Observation: Under Code Sec. 179(d)(1)(A)(i), “section 179 property” generally is any tangible property to which Code Sec. 168 applies. Thus, assets to which the de minimis election applies (and which aren’t capitalized and depreciated) should not be counted in determining either the Code Sec. 179 maximum expensing limit or the investment ceiling.

 

Illustration 2: The facts are the same as in the previous illustration except that Large Corp also spends a total of $1 million on other equipment and business assets that are not eligible for the de minimis safe harbor and instead must be capitalized. Large Corp elects to apply the de minimis safe harbor rule. Since the $6.25 million that’s deducted under the safe harbor rule will not count for purposes of the rule phasing out Code Sec. 179 expensing if the Code Sec. 179 investment ceiling ($2,010,000, for 2016) is exceeded, Large Corp should be able to expense, under Code Sec. 179, $500,000 of the equipment and business assets that are not eligible for the de minimis safe harbor.

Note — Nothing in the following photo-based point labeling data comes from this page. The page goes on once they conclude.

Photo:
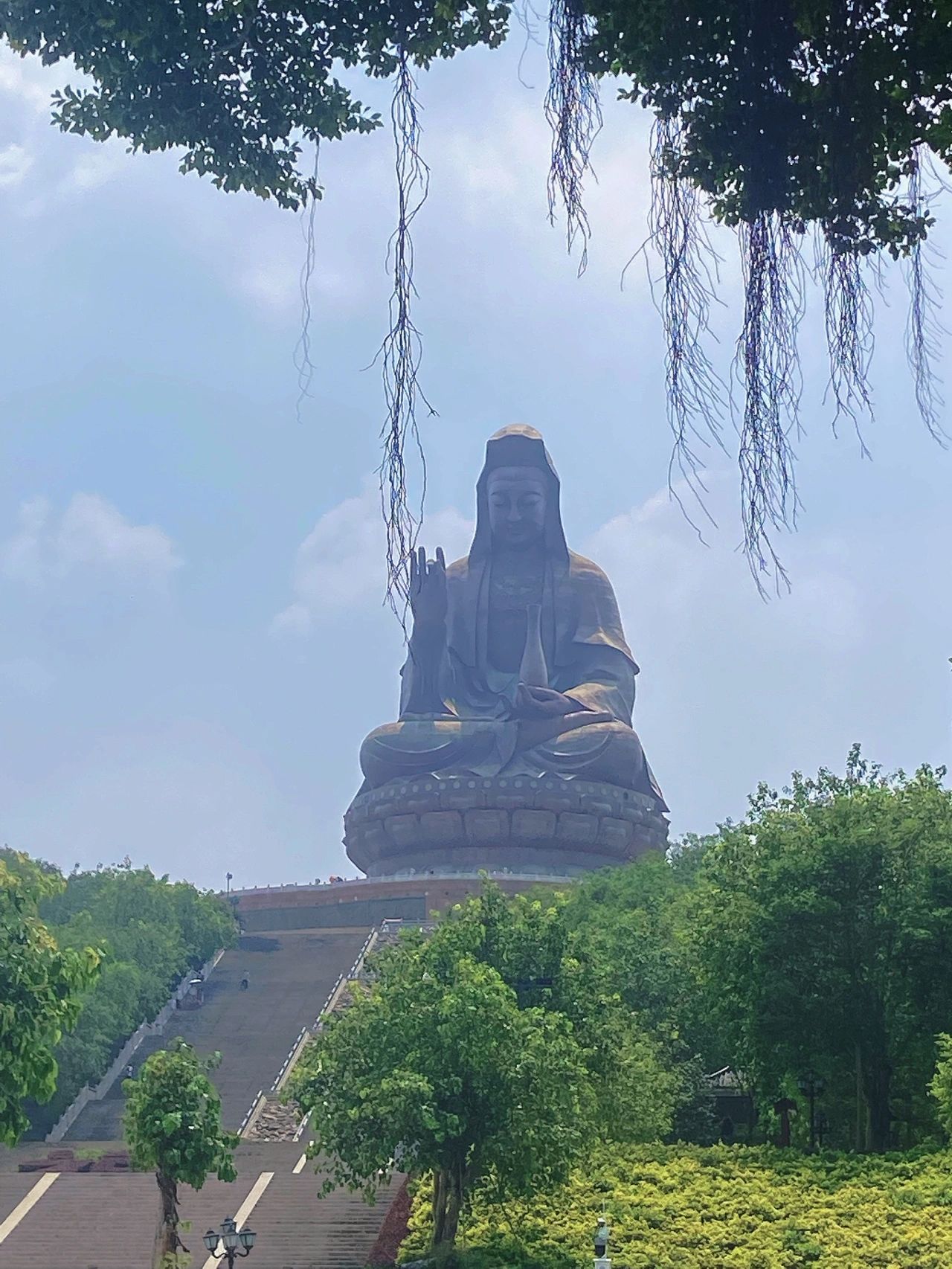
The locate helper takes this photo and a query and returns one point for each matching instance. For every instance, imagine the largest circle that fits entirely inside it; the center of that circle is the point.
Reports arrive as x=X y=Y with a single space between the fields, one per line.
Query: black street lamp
x=234 y=1241
x=811 y=1085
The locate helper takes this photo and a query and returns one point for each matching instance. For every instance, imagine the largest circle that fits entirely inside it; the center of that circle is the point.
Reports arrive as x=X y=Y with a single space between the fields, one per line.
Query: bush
x=724 y=1207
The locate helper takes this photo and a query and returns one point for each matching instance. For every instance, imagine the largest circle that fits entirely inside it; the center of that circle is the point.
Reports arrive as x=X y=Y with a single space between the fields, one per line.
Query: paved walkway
x=107 y=1221
x=291 y=975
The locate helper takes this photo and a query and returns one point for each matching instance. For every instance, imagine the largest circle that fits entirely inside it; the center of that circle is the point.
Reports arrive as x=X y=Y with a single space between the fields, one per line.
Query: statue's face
x=517 y=507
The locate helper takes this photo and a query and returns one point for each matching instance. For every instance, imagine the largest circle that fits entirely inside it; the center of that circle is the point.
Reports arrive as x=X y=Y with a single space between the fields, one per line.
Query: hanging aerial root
x=923 y=327
x=574 y=116
x=696 y=393
x=768 y=366
x=402 y=350
x=303 y=364
x=849 y=332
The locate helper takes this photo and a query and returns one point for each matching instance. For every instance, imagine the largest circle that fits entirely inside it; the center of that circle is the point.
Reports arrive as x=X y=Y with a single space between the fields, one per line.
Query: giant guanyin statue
x=518 y=673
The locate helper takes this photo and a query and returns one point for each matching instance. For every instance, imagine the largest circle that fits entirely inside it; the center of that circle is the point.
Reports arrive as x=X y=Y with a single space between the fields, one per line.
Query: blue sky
x=192 y=638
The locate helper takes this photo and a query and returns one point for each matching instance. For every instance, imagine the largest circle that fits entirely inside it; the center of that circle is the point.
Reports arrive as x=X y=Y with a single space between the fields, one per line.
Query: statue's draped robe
x=588 y=660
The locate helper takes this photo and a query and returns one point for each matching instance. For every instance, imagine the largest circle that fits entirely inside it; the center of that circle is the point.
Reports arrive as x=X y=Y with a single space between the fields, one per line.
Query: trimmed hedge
x=722 y=1207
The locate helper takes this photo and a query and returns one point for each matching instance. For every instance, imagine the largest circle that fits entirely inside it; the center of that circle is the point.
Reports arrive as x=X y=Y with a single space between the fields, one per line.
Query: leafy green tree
x=536 y=949
x=485 y=1053
x=770 y=118
x=941 y=1084
x=151 y=932
x=437 y=1070
x=822 y=934
x=173 y=1126
x=41 y=988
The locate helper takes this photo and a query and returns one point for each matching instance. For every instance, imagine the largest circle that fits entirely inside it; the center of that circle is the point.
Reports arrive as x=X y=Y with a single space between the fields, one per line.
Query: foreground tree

As the above illustration shows, the benefits of the election are evident for companies with an AFS. Since many smaller companies don’t have an AFS, however, any safe harbor election they make generally will be limited to items costing no more than $2,500. Even so, they will benefit because amounts expensed under the safe harbor won’t eat into their $500,000 Code Sec. 179 expensing limit.

Note this key distinction. Although amounts expensed under the de minimis safe harbor election aren’t subject to capitalization under Code Sec. 263(a), they may have to be capitalized under Code Sec. 263A if the UNICAP rules apply to the taxpayer. (Reg. § 1.263(a)-1(f)(1), Reg. § 1.263(a)-1(f)(3)(v)) By contrast, under Reg. § 1.263A-1(e)(3)(iii), amounts expensed under Code Sec. 179 are indirect costs that are not required to be capitalized under Code Sec. 263A.